Pädiatrie & Pädologie 4/2016

Ketogene Ernährungstherapie – Formen und Anwendungsgebiete

Zeitschrift:
Pädiatrie & Pädologie > Ausgabe 4/2016
Autoren:
Alexander Höller, Edda Haberlandt, Daniela Karall, Sabine Scholl-Bürgi

Zusammenfassung

Unter dem Begriff der ketogenen Ernährungstherapie (kETH) können alle bekannten Varianten ketogener Diäten (KD) zusammengefasst werden. Ketogene Diäten imitieren den metabolischen Zustand des Fastens bei gleichzeitigem Vermeiden einer Katabolie. Allen Formen der KD ist sowohl ein hoher Fettgehalt als auch ein niedriger Kohlenhydratgehalt gemein. Der Proteinanteil kann je nach Form der gewählten Ernährungstherapie variieren. Aus dem Nahrungsfett werden in der Leber Ketonkörper synthetisiert. Diese stellen Energie bereit und können bei Hypoglykämien als Energiesubstrat für das zentrale Nervensystem dienen. Etablierte Anwendungsgebiete der KD sind die Behandlung pharmakoresistenter Epilepsien im Kindes- und Jugendalter sowie die Therapie angeborener Stoffwechselstörungen. Dabei ist zu unterscheiden, ob mit der KD direkt der Mechanismus der zugrunde liegenden Stoffwechselstörung beeinflusst wird oder Symptome wie Epilepsie bzw. Anfälle behandelt werden.
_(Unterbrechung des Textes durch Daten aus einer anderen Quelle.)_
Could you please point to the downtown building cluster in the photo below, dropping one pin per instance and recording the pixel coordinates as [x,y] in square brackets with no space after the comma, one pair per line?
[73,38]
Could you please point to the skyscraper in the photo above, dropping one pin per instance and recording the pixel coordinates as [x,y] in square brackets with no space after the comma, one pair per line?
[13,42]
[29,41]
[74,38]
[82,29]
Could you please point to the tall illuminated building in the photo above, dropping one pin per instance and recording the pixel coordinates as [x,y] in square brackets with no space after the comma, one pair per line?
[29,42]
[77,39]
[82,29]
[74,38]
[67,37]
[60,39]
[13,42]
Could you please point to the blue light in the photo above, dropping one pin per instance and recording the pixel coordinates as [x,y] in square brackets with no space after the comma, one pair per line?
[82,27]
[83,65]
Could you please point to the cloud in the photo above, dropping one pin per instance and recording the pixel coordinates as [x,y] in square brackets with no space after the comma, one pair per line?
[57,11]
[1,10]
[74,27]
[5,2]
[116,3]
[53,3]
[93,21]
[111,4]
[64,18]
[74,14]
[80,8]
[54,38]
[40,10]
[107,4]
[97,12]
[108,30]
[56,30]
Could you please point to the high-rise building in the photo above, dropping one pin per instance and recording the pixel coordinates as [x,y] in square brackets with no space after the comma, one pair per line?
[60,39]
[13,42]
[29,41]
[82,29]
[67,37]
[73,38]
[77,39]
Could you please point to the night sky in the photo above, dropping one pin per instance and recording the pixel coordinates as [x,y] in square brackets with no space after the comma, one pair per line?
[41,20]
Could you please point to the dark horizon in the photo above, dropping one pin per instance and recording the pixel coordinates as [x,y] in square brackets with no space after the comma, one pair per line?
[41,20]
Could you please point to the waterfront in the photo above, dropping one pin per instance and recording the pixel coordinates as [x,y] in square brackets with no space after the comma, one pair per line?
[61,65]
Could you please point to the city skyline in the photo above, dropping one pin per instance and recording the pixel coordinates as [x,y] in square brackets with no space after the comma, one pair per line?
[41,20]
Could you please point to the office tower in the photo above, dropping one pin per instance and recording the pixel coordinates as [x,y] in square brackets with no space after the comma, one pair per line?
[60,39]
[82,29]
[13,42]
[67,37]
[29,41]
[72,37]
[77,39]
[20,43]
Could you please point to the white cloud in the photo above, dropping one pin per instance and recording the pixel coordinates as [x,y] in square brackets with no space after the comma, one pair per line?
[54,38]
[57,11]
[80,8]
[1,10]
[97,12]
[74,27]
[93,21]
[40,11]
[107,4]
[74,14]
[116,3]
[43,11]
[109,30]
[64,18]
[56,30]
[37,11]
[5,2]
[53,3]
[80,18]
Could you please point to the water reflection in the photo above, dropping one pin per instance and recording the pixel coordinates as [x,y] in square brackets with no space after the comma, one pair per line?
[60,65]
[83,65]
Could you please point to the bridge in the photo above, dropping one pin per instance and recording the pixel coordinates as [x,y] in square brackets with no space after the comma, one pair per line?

Während die klassische KD bereits gut untersucht und weit verbreitet ist, gewinnen andere Formen ketogener Diäten (MCT angereicherte KD, modifizierte Atkins-Diät, Low Glycemic Index Treatment) zunehmend an Bedeutung. Ursächlich dafür sind die leichtere Umsetzbarkeit und damit einhergehend eine höhere Compliance vonseiten der Patienten.